Larkin produces a powerful image for the reader; the stagnant heavy heat of the English summer that transcends from the words on the page to form a palpable experience that the reader really feels. “All windows down, all cushions hot, all sense of being in a hurry gone” quickly establishes Larkin’s landscape as we acknowledge the lethargic and inert existence of his surroundings. While maintaining the sense of slothful heat that hangs through the “three-quarters-empty train”, Larkin also generates the sensation of movement as he recounts the imagery that passes by his carriage window; “wide farms… short-shadowed cattle, and canals with floatings of industrial froth”. Larkin’s writing attunes us to his senses, enabling us to feel at one with what he sees, smells and hears.

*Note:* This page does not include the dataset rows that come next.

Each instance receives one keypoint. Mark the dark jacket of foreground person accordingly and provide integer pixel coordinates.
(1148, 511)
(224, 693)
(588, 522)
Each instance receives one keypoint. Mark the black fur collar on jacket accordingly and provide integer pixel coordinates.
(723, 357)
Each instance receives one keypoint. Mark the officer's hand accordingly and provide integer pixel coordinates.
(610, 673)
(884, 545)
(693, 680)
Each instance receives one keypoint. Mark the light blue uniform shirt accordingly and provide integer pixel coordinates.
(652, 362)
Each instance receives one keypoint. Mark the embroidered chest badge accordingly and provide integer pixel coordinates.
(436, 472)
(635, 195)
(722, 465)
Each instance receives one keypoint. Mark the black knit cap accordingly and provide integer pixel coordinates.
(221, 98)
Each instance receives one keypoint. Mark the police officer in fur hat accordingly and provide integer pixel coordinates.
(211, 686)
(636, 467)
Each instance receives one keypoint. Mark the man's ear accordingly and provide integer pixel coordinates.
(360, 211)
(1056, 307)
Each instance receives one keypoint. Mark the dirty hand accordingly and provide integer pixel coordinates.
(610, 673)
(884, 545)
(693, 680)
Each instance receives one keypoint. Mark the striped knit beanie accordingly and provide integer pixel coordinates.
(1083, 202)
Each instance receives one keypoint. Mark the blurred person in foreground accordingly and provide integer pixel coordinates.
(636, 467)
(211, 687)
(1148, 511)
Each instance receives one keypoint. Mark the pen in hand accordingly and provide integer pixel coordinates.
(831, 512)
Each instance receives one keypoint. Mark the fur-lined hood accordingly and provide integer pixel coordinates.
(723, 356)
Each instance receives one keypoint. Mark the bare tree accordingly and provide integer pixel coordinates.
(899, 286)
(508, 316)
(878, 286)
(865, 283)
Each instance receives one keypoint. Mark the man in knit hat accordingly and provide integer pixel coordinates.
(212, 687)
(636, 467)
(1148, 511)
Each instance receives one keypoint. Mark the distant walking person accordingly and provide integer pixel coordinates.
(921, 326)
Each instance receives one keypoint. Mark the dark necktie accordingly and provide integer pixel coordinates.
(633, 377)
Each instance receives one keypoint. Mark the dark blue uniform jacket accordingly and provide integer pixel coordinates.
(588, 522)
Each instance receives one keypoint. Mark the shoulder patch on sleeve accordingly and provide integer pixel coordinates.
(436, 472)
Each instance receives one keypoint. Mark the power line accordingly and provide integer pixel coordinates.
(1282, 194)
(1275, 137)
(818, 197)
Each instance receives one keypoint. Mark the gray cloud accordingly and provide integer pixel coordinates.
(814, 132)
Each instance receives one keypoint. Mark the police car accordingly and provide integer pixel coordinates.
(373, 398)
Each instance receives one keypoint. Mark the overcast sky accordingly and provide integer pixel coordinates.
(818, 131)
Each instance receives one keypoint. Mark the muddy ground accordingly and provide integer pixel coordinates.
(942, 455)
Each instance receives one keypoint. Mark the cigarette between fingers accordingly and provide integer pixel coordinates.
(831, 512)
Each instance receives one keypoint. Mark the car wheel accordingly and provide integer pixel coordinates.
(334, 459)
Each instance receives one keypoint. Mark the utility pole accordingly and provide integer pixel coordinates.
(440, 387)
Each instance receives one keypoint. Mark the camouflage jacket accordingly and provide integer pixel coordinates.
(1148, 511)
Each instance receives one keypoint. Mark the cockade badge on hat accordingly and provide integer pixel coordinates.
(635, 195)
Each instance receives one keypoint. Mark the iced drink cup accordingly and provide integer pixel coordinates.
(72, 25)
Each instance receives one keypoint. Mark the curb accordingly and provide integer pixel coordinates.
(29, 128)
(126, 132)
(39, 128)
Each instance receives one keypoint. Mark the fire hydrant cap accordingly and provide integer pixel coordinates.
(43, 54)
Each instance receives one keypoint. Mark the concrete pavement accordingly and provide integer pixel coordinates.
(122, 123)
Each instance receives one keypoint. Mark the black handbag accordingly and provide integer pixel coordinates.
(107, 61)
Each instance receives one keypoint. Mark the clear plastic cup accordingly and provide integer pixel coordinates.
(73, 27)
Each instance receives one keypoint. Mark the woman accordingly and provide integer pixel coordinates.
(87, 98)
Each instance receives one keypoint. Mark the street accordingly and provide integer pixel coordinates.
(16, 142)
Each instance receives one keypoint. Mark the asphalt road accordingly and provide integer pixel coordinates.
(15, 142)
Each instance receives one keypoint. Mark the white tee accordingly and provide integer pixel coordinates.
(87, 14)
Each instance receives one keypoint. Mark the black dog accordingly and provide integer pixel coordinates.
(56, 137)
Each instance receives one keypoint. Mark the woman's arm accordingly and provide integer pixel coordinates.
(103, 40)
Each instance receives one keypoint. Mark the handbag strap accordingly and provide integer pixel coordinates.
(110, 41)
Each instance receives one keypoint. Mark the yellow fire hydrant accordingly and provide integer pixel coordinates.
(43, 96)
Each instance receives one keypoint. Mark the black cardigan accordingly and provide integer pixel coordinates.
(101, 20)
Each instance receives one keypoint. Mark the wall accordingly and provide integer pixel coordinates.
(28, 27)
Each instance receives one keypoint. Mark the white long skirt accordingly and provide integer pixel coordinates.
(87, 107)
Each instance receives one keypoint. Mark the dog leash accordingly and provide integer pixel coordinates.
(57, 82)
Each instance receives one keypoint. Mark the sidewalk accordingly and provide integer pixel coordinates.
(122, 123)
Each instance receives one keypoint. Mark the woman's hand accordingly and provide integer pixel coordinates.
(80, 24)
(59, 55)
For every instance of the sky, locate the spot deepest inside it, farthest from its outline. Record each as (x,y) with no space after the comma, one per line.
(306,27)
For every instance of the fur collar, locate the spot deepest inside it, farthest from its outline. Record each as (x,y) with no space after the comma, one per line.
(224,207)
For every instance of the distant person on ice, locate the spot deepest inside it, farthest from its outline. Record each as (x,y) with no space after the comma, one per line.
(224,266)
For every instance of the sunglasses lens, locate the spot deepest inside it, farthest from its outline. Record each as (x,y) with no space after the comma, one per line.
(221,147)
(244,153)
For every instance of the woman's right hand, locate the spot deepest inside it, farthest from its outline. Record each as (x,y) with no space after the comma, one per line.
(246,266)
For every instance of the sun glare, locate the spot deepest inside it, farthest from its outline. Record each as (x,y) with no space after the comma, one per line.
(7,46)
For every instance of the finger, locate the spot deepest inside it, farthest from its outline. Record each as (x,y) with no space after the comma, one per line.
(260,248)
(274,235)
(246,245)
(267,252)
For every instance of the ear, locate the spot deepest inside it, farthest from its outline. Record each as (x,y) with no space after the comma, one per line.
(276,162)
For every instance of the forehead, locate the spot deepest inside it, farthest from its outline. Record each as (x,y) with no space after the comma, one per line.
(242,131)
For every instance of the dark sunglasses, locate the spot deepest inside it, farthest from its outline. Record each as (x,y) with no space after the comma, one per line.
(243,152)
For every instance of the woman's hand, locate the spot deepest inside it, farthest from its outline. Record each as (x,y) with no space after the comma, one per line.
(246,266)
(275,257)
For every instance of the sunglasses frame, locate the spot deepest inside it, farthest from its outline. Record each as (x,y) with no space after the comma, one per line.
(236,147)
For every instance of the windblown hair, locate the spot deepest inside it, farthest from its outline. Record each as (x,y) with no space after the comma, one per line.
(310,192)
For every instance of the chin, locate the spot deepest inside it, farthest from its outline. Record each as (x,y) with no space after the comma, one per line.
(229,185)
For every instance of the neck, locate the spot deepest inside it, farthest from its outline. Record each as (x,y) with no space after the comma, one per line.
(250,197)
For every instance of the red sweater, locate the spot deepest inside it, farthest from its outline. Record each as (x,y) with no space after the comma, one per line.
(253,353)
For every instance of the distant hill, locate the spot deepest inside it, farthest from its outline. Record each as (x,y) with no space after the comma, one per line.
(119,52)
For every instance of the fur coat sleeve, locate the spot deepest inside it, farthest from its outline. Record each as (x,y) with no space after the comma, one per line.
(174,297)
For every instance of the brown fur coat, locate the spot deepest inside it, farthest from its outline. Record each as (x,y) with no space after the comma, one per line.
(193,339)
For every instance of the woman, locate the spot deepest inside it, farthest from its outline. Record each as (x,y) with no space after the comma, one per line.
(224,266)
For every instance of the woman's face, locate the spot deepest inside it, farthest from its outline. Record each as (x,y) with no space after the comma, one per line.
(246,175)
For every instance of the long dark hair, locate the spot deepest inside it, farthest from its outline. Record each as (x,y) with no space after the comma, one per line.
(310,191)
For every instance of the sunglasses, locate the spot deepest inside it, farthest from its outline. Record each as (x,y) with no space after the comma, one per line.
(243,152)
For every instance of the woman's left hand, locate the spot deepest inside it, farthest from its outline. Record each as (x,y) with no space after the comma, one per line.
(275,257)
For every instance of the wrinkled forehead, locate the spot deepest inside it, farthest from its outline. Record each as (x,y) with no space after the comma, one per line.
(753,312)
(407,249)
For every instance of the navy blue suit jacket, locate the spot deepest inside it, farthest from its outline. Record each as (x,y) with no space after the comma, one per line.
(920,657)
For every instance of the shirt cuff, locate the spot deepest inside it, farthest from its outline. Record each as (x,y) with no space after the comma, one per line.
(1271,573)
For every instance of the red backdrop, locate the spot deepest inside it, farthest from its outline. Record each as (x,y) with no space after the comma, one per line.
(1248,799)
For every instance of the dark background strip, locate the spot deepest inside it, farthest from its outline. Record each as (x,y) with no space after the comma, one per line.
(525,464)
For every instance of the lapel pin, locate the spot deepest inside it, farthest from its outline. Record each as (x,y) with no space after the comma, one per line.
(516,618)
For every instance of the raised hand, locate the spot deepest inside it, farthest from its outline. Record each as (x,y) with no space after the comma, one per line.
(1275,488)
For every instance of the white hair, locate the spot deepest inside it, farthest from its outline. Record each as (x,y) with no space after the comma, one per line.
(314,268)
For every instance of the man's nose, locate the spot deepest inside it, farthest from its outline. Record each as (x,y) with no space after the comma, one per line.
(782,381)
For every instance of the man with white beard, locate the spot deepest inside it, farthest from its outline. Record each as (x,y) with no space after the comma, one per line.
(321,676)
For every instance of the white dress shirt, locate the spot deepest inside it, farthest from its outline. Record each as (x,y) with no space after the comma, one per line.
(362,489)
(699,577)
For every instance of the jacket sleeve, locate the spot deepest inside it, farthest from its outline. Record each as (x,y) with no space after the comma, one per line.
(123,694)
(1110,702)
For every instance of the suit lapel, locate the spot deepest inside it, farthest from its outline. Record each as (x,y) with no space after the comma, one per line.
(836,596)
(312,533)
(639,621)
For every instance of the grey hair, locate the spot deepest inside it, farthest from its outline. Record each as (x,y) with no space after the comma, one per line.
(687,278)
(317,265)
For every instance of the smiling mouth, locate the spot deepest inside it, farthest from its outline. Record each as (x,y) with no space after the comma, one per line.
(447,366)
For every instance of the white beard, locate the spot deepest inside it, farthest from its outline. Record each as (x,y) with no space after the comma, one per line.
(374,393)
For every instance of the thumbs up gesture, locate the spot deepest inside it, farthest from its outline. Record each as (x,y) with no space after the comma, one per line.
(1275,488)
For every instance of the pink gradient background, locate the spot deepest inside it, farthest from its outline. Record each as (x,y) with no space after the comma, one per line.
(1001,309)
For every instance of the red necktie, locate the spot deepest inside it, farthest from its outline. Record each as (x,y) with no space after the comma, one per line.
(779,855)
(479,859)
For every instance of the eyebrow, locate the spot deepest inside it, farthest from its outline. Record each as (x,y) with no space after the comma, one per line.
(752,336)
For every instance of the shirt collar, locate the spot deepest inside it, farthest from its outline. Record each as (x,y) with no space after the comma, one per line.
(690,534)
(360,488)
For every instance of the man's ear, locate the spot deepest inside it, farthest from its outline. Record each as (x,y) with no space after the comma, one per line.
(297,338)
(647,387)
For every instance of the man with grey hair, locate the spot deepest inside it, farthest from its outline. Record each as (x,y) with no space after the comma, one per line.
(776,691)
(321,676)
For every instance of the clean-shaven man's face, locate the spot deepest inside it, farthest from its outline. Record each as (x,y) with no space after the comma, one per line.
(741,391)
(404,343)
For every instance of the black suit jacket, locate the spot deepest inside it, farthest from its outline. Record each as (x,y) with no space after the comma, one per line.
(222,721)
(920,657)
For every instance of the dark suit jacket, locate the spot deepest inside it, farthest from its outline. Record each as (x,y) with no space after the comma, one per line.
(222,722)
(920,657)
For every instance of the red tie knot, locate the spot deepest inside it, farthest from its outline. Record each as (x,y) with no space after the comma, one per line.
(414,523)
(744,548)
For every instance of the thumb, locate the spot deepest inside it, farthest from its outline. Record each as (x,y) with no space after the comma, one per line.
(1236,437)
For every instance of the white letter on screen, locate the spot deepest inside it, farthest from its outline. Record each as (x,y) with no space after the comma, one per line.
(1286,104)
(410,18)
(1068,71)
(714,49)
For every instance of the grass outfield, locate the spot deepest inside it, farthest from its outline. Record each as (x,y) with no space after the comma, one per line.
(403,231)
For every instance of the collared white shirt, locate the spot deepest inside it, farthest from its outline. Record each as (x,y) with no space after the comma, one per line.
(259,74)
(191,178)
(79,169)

“All afternoon, through the tall heat that slept for miles inland”; Larkin further develops the languid feeling as his train crawls through the English countryside in a “slow and stopping curve southwards” towards London. Without condemning what he sees, Larkin merely observes, producing a vivid panorama of his surroundings for his reader’s to indulge. As his surroundings shift, so does his tone. We gain a sense that Larkin is not impressed or very interested in the weddings that happen outside his cabin’s window. After mistaking them for something else, something far less celebratory, Larkin “went on reading”. A sense of condescension blankets his work as we recognise the upper-class, almost elitist approach he takes as he is offered a glimpse of these couples’ paramount moments. Unlike the introduction to the text which draws the reader into his own eyes, his shift in tone distances the reader from the intimate relationship that has been developed between poet and reader.
Larkin describes the reception of the Whitsun Weddings; “parodies of fashion… fathers with broad belts… mothers loud and fat… nylon gloves and jewelry-substitutes”, and paints a gauche image of the perils of the life of the working class. While the couples and families enjoy themselves at the end of a day of celebration, we perceive the author sitting on the train watching through narrowed eyes, quietly and cynically feeling a sense of disappointment as the “fresh couples [climb] aboard”.
The train crosses a frayed boundary as the rural landscape is slowly pressured more and more by the imposition of industry and forms into the outskirts of London; “poplars [casting] long shadows over major roads”. Larkin reflects on the “frail traveling coincidence” of the couples on the train, bound together by the same “farcical” moment that each have experienced on this Whitsun weekend; every marriage unique, yet every married couple identical to the pair that boarded the train at the previous town.
Larkin’s poem takes us on a journey not only through the landscapes of England, but through the lives of the very people who live in them by presenting us with a seemingly verbatim recount of the sights, smells and sounds the author experiences.